It seems like everyone is talking about whether Hillary Clinton will run for president. There are several basic questions that come in to play. I’ve already written about the impact of her age here on PolicyMic. The next most obvious question is about her electability. There are plenty of opinions and she appears to be working hard to develop an answer herself.
An important element of her testing the waters is Clinton's pitching in to help Terry McAuliffe in his run for governor of Virginia. McAuliffe is an old friend of the Clintons and politicians frequently help old friends in their campaigns, but in this case she has an ulterior motive. She’s still helping out by showing her support in the governor's race, but her ability to draw a crowd and raise money will be closely monitored to help evaluate her credibility as a candidate herself.
Then there’s the Super PAC Ready for Hillary which everyone hopes will draw significant traffic and early contributions to the campaign coffers. The success of Ready for Hillary could play a huge role in her decision to run, or not to run.

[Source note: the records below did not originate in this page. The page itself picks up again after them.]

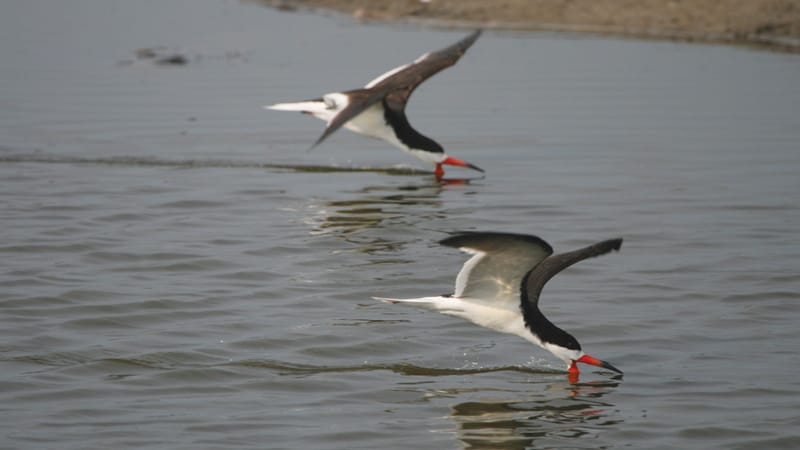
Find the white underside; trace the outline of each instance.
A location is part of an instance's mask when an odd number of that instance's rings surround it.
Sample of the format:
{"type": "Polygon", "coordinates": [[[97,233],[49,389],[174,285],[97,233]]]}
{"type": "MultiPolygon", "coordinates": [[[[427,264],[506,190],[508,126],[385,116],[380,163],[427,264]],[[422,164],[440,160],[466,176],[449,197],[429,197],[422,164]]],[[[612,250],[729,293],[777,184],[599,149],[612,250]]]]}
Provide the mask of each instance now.
{"type": "Polygon", "coordinates": [[[460,317],[476,325],[480,325],[500,333],[513,334],[528,342],[538,345],[549,351],[569,367],[570,363],[583,356],[582,351],[569,350],[539,340],[525,326],[525,320],[518,308],[509,308],[509,302],[498,303],[466,297],[422,297],[422,298],[381,298],[374,297],[390,303],[404,303],[421,308],[438,311],[449,316],[460,317]]]}
{"type": "Polygon", "coordinates": [[[506,308],[497,307],[496,304],[491,304],[479,299],[471,298],[458,298],[458,297],[422,297],[422,298],[409,298],[409,299],[385,299],[378,298],[397,303],[408,303],[414,306],[419,306],[426,309],[432,309],[442,314],[449,316],[460,317],[468,320],[476,325],[486,327],[501,333],[513,334],[524,339],[534,339],[534,343],[541,345],[535,341],[533,336],[522,320],[522,315],[519,311],[511,311],[506,308]]]}
{"type": "MultiPolygon", "coordinates": [[[[321,102],[276,103],[264,108],[277,111],[295,111],[310,114],[330,124],[341,110],[347,107],[349,99],[346,95],[333,92],[323,96],[321,102]]],[[[392,127],[386,123],[383,104],[378,102],[365,109],[343,125],[344,128],[362,136],[380,139],[403,150],[411,156],[431,164],[438,164],[447,158],[443,153],[432,153],[424,150],[409,149],[397,138],[392,127]]]]}

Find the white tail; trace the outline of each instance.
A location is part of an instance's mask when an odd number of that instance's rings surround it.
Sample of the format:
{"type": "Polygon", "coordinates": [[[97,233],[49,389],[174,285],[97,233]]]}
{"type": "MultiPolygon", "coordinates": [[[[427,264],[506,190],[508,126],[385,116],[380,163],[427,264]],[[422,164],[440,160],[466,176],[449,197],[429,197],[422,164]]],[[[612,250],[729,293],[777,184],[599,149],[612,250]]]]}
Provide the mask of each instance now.
{"type": "Polygon", "coordinates": [[[274,105],[266,105],[265,109],[274,109],[277,111],[300,111],[305,113],[322,112],[327,109],[325,102],[297,102],[297,103],[276,103],[274,105]]]}
{"type": "Polygon", "coordinates": [[[422,297],[422,298],[386,298],[386,297],[372,297],[375,300],[384,303],[406,303],[420,308],[432,309],[434,311],[441,311],[447,313],[449,309],[460,309],[458,306],[461,300],[455,297],[422,297]]]}

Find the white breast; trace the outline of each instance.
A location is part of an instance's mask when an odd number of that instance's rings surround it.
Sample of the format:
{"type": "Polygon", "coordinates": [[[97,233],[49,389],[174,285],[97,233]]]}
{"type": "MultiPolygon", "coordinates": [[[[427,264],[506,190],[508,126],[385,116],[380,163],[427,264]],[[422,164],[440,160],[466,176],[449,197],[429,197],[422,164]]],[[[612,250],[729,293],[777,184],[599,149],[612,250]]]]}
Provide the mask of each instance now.
{"type": "Polygon", "coordinates": [[[395,147],[407,150],[407,147],[397,139],[394,129],[386,123],[383,115],[383,104],[378,102],[365,109],[361,114],[353,117],[344,127],[360,135],[384,140],[395,147]]]}

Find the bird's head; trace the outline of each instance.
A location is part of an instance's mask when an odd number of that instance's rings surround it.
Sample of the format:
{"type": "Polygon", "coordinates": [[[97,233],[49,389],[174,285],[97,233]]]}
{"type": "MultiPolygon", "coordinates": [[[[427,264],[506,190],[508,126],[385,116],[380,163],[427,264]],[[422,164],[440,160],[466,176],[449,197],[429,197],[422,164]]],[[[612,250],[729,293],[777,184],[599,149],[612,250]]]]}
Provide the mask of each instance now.
{"type": "Polygon", "coordinates": [[[577,376],[580,373],[580,369],[578,369],[578,363],[602,367],[604,369],[612,370],[622,374],[621,370],[617,369],[610,363],[584,353],[580,348],[580,344],[578,344],[578,341],[575,340],[572,335],[564,332],[563,339],[567,343],[565,346],[545,342],[542,344],[542,347],[549,350],[552,354],[567,363],[567,371],[569,372],[570,376],[577,376]]]}

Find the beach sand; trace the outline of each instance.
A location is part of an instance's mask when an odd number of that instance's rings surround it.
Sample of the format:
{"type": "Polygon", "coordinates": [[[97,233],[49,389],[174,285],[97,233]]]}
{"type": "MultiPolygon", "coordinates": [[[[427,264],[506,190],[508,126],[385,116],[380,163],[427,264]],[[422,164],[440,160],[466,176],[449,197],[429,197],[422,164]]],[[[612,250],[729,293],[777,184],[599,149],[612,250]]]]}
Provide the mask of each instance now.
{"type": "Polygon", "coordinates": [[[568,31],[800,51],[800,0],[255,0],[365,21],[568,31]]]}

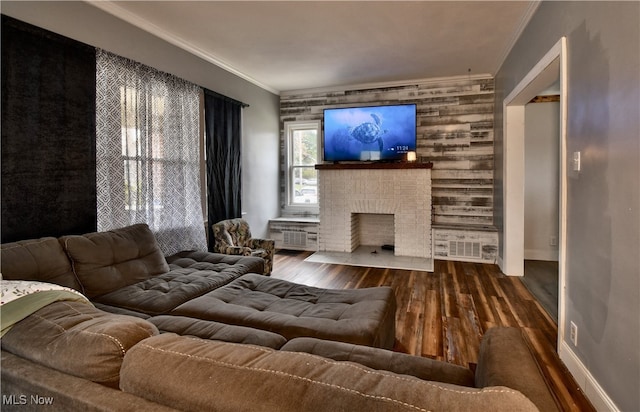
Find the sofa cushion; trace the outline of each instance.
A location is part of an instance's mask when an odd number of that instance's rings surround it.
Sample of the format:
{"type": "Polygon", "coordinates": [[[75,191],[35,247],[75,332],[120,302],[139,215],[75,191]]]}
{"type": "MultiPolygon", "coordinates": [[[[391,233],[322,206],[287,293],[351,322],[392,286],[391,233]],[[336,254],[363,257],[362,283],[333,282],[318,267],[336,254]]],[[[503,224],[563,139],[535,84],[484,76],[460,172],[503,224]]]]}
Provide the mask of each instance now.
{"type": "Polygon", "coordinates": [[[170,265],[187,268],[198,262],[226,263],[242,268],[244,273],[263,273],[264,259],[255,256],[224,255],[222,253],[202,252],[199,250],[187,250],[168,256],[170,265]]]}
{"type": "Polygon", "coordinates": [[[95,297],[95,302],[149,315],[169,313],[175,307],[244,275],[249,265],[235,260],[171,260],[169,271],[95,297]]]}
{"type": "Polygon", "coordinates": [[[321,289],[247,274],[172,311],[278,333],[392,348],[396,300],[388,287],[321,289]]]}
{"type": "Polygon", "coordinates": [[[162,334],[125,356],[120,388],[183,410],[536,411],[504,387],[466,388],[352,362],[162,334]]]}
{"type": "Polygon", "coordinates": [[[157,333],[143,319],[61,301],[16,323],[1,344],[3,350],[40,365],[117,387],[125,353],[157,333]]]}
{"type": "Polygon", "coordinates": [[[146,224],[82,236],[64,236],[61,241],[88,298],[169,271],[146,224]]]}
{"type": "Polygon", "coordinates": [[[5,243],[1,247],[4,279],[38,280],[82,290],[58,239],[44,237],[5,243]]]}
{"type": "Polygon", "coordinates": [[[287,342],[280,350],[306,352],[337,361],[356,362],[372,369],[411,375],[422,380],[474,387],[471,369],[380,348],[314,338],[296,338],[287,342]]]}
{"type": "Polygon", "coordinates": [[[187,318],[184,316],[154,316],[148,319],[160,332],[172,332],[178,335],[195,336],[202,339],[224,342],[246,343],[266,346],[273,349],[282,347],[287,341],[277,333],[245,326],[225,325],[210,320],[187,318]]]}

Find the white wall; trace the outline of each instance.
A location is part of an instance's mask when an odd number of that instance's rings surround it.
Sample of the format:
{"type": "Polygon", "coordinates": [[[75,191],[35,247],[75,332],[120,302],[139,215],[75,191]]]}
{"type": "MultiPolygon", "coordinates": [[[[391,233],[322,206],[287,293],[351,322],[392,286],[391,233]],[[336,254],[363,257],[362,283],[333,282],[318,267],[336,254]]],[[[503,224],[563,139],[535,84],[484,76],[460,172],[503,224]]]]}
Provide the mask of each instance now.
{"type": "Polygon", "coordinates": [[[82,1],[2,1],[0,11],[249,104],[243,111],[242,209],[254,235],[278,216],[279,96],[82,1]]]}
{"type": "Polygon", "coordinates": [[[525,106],[525,259],[558,260],[559,130],[560,103],[525,106]]]}

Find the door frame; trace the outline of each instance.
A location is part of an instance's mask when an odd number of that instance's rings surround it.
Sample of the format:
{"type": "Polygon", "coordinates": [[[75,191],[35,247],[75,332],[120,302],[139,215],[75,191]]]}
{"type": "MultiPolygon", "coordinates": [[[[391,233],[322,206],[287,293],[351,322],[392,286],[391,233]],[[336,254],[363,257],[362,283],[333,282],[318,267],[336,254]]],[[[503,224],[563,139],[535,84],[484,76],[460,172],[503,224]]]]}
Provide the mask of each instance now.
{"type": "Polygon", "coordinates": [[[558,224],[558,347],[564,337],[567,239],[567,39],[562,37],[504,99],[503,199],[504,227],[500,268],[524,275],[524,137],[525,105],[560,80],[559,224],[558,224]]]}

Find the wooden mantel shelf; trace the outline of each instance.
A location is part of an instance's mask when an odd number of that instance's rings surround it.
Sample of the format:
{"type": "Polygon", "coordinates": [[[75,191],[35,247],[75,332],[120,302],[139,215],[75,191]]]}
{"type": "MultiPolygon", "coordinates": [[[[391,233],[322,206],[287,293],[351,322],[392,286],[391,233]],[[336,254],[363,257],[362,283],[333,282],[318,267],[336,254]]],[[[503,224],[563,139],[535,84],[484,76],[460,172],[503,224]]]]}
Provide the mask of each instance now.
{"type": "Polygon", "coordinates": [[[431,169],[431,162],[353,162],[353,163],[322,163],[315,166],[316,170],[344,170],[344,169],[431,169]]]}

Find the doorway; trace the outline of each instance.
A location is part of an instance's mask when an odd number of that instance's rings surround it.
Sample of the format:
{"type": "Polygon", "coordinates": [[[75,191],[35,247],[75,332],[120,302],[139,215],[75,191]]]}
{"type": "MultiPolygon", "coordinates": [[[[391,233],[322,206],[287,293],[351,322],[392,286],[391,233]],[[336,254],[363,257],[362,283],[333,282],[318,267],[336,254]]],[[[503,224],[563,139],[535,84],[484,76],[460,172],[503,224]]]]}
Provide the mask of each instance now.
{"type": "Polygon", "coordinates": [[[560,82],[525,105],[524,277],[558,321],[560,82]]]}
{"type": "Polygon", "coordinates": [[[507,275],[523,276],[525,262],[525,106],[556,81],[560,90],[558,152],[558,346],[564,336],[564,291],[566,255],[566,38],[558,43],[520,81],[503,102],[503,198],[504,236],[501,269],[507,275]]]}

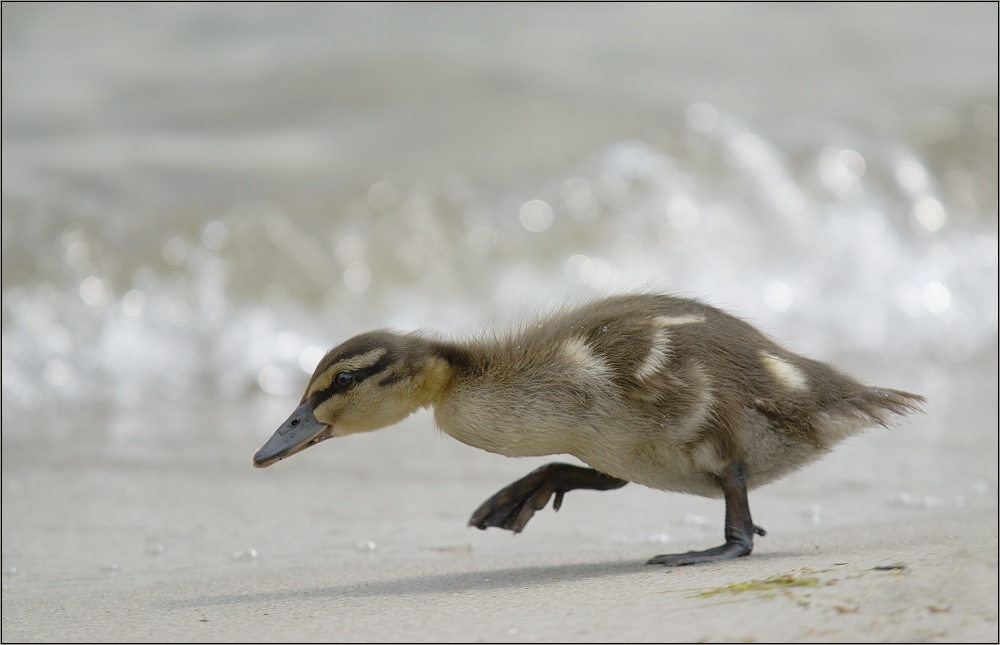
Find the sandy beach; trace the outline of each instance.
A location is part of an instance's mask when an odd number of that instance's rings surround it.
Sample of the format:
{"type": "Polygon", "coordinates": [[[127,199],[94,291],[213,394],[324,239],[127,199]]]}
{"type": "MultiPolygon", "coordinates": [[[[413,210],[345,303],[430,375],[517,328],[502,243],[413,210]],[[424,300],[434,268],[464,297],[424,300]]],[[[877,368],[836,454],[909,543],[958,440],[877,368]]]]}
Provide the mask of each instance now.
{"type": "Polygon", "coordinates": [[[865,463],[927,440],[926,417],[752,493],[750,557],[677,569],[644,562],[719,542],[721,502],[578,491],[516,537],[480,532],[469,512],[545,460],[418,415],[258,471],[255,414],[199,418],[237,435],[5,442],[4,642],[997,639],[996,444],[865,463]]]}
{"type": "Polygon", "coordinates": [[[983,511],[779,536],[745,560],[675,570],[645,566],[648,547],[497,555],[466,543],[8,580],[4,642],[995,642],[996,537],[983,511]]]}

Besides convincing herself, Hillary must convince the leadership of the Democratic Party that she's electable. It’s hard to imagine anyone in politics who has made a better recovery, politically, from the early days of her husband's presidency when she was vilified for a brutally failed attempt at addressing universal health care. She also faced a general dislike by the American public after the allegations of corruption regarding her work in Arkansas and their involvement in a real estate debacle on the White River.
She demonstrated tremendous courage in running for the Senate after she and Bill left the White House by facing her critics and distancing herself from Bill's bad personal choices. As Bill Clinton worked hard to ameliorate his image, she distinguished herself in the Senate and made a spirited bid for the presidency in 2008.
Hillary's star shined the brightest after she accepted Barack Obama's nomination to be Secretary of State. She is considered by many to have done an excellent job in that role. There were certainly some troubles along the way, but on balance she handled her responsibilities well. It would certainly be hard to argue that any secretary of state has worked harder or visited more countries — both characteristics that should weigh heavily on evaluating her capacity to serve as president.
Making the commitment to run is based on a number of factors, including the success of the current administration, world political developments, and her own health. As of now, she seems to be strong and vibrant. As long as she has no health setbacks in the next year or so, that shouldn’t be much of a factor. If Hillary chooses to run, she doesn’t have to declare for at least a year to a year and half. Much can change on the world stage between now and then. She's going to be watching very closely.